I have known very few people like this, but one of them was my school mentor: Charles Donovan. Mr. Donovan was so great that I would even call him saintly. Mr. Donovan’s energy was so contagious that it could wake up a group of grumpy sleep deprived teenagers at school on a Saturday morning. It was 5:45 a.m., and our forensics team showed up to school for a competition. There was dew on the grass, and the sun was just starting to peak out from behind the trees. We all sat there on the cold stone in the crisp air. All that we heard were the early birds tweeting and the occasional car on Charles Street. It was way too early for any of us to be awake, let alone to have full blown conversations, but not for Mr. Donovan. He showed up driving the bright white and blue Loyola bus, opened the door with a loud creak, and he screamed, “Good morning, gentlemen!” All of this with his signature smile on his face, the smile that welcomed you to join in. All of this helped to wake us up and give us a jolt of energy, like turning on a lightbulb. We all started to talk and become much more social.

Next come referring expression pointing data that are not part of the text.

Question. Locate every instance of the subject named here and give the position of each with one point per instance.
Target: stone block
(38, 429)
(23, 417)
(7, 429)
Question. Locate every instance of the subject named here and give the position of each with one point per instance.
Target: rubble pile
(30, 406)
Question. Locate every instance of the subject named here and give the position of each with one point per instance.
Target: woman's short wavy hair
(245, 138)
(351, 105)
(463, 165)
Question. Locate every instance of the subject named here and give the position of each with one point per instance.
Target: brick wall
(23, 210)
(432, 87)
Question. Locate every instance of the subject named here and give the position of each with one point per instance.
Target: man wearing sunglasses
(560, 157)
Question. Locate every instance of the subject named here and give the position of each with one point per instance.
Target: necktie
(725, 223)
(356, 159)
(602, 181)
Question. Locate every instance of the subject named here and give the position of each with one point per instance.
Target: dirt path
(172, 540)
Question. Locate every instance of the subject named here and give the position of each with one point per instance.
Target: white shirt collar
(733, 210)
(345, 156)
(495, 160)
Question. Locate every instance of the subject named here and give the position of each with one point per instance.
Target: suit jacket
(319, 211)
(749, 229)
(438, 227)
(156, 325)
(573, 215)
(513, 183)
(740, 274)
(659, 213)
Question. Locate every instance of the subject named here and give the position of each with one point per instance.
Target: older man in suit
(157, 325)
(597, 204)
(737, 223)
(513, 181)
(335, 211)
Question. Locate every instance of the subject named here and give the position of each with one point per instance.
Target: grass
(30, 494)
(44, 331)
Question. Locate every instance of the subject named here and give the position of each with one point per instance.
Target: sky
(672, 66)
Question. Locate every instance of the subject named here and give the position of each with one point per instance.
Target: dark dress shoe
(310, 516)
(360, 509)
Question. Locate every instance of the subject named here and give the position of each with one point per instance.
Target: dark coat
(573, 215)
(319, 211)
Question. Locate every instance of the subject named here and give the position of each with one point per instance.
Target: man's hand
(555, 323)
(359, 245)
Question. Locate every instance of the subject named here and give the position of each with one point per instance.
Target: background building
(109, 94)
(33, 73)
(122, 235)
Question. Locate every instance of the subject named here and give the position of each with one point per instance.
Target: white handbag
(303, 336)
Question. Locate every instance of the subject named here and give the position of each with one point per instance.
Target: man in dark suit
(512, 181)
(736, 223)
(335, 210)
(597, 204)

Mr. Donovan was so kind he could brighten the day of anyone he met. We were just arriving at some school in the most rural area of Pennsylvania. We had taken the “scenic” route to the school. Mr. Donovan had gotten lost and taken us down this lake-side road by accident. The view was picturesque: the new sun glistening off the water, the geese coming down to land, and the towering trees tickling the sky. This was neither the first nor the last time we had gotten lost on our way to a school for a forensics tournament because Mr. Donovan wasn’t a great navigator. However, Mr. Donovan was a great speaker. While we were still on the bus in the morning, he gave us a wonderful pep-talk. It was about how we had worked hard, but so had our opponents, so we needed to want the win more. We walk off that bus like we were about to conquer the world. With each step we took towards the school that reeked of the turkey farm across the street, his words sank in more and more. Mr. Donovan didn’t have to give us such a sincere and kind speech. He could have just sent us into school like most coaches did, but he didn’t. Mr. Donovan chose to take this act of kindness that has stuck with a lot of us forever.

Mr. Donovan always saw the best in us though even when we couldn’t see it in ourselves. The bus was silent when mere hours earlier it had been filled with a load of teenagers yelling, laughing, and practicing speeches. We had a terrible tournament. Not a single Loyola Don had gotten a podium finish, which was odd for us. The mood was very somber and none of us were happy about how we had done. We stopped at this dingy Sunoco in New Jersey, and while the woman pumped our gas — in Jersey you don’t get to pump your own gas — Mr. Donovan looked at all of our sorry mugs and said, “Guys, I know you didn’t do well. It is fine; it was only one tournament. You all have a greatness in you that you just need to let shine through.” Although in the moment, none of us took Mr. Donovan too seriously because we had just done so bad that some of the judges didn’t even have constructive criticism, in hindsight we are consoled realizing he still saw the best in every single one of us.

Mr. Donovan was a living saint. His whole life proved this. Everything he did was a miracle because he poured 110% into life. This was perfectly in line with Mr. Donovan’s motto, “Grit: All in.” It meant whenever you are doing anything, you have to have grit and pour everything you have into it. Through this motto, Charles Donovan will always be a saint in my eyes.

Kyle Weaver '22

Kyle is currently a senior at Loyola Blakefield.